Just telling users that the site is going through maintenance and put the system offline for a few minutes. (This is not preferable for obvious reasons, but if it's far and away the best answer I'm willing to accept that.)
Thoughts?
I can't speak for MySQL, but PostgreSQL has transactional DDL. This is a wonderful feature, and means that your second option, loading new data into a dummy table and then executing a table rename, should work great. If you want to replace the table foo with foo_new, you only have to load the new data into foo_new and run a script to do the rename. This script should execute in its own transaction, so if something about the rename goes bad, both foo and foo_new will be left untouched when it rolls back.
The main problem with that approach is that it can get a little messy to handle foreign keys from other tables that key on foo. But at least you're guaranteed that your data will remain consistent.
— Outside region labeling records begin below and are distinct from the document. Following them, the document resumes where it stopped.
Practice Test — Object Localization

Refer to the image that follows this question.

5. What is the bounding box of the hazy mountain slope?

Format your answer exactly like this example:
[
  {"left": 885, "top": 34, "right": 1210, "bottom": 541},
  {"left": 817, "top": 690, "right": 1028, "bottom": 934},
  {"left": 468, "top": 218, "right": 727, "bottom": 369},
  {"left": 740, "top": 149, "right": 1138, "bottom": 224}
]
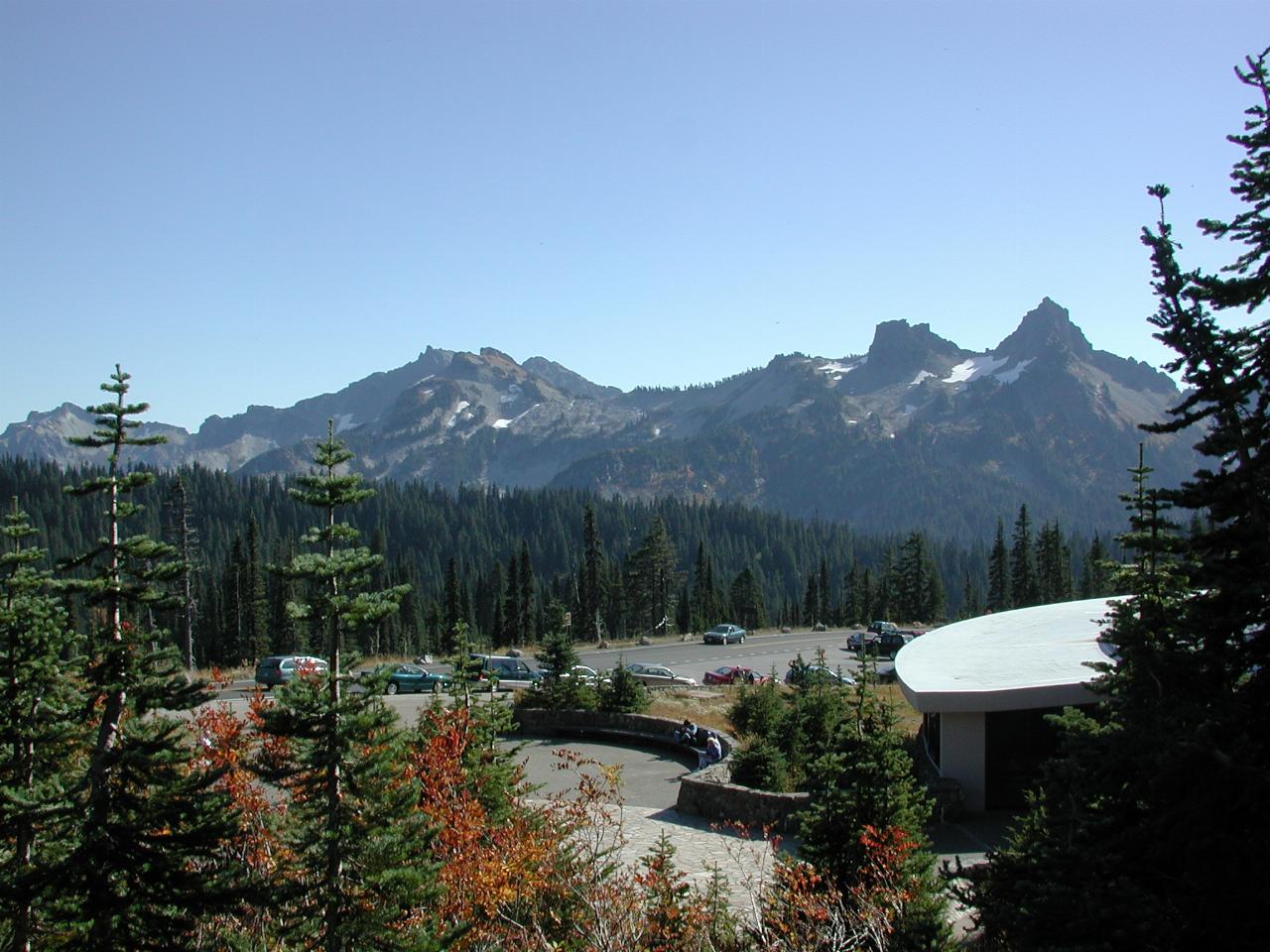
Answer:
[{"left": 0, "top": 298, "right": 1195, "bottom": 535}]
A better approach in the long term, I think, is just to perform the updates on the data directly (your first option). Once again, you can stick all the updating in a single transaction, so you're guaranteed all-or-nothing semantics. Even better would be online updates, just updating the data directly as new information becomes available. This may not be an option for you if you need the results of someone else's batch job, but if you can do it, it's the best option.
BEGIN;
DELETE FROM TABLE;
INSERT INTO TABLE;
COMMIT;
Users will see the changeover instantly when you hit commit. Any queries started before the commit will run on the old data, anything afterwards will run on the new data. The database will actually clear the old table once the last user is done with it. Because everything is "static" (you're the only one who ever changes it, and only once a week), you don't have to worry about any lock issues or timeouts. For MySQL, this depends on InnoDB. PostgreSQL does it, and SQL Server calls it "snapshotting," and I can't remember the details off the top of my head since I rarely use the thing.
If you Google "transaction isolation" + the name of whatever database you're using, you'll find appropriate information.
We solved this problem by using PostgreSQL's table inheritance/constraints mechanism.
You create a trigger that auto-creates sub-tables partitioned based on a date field.
This article was the source I used.
Which database server are you using? SQL 2005 and above provides a locking method called "Snapshot". It allows you to open a transaction, do all of your updates, and then commit, all while users of the database continue to view the pre-transaction data. Normally, your transaction would lock your tables and block their queries, but snapshot locking would be perfect in your case.
More info here: http://blogs.msdn.com/craigfr/archive/2007/05/16/serializable-vs-snapshot-isolation-level.aspx
But it requires SQL Server, so if you're using something else....
Several database systems (since you didn't specify yours, I'll keep this general) do offer the SQL:2003 Standard statement called MERGE which will basically allow you to
insert new rows into a target table from a source which don't exist there yet
update existing rows in the target table based on new values from the source
optionally even delete rows from the target that don't show up in the import table anymore
SQL Server 2008 is the first Microsoft offering to have this statement - check out more here, here or here.
Other database system probably will have similar implementations - it's a SQL:2003 Standard statement after all.
Marc
Use different table names(mytable_[yyyy]_[wk]) and a view for providing you with a constant name(mytable). Once a new table is completely imported update your view so that it uses that table.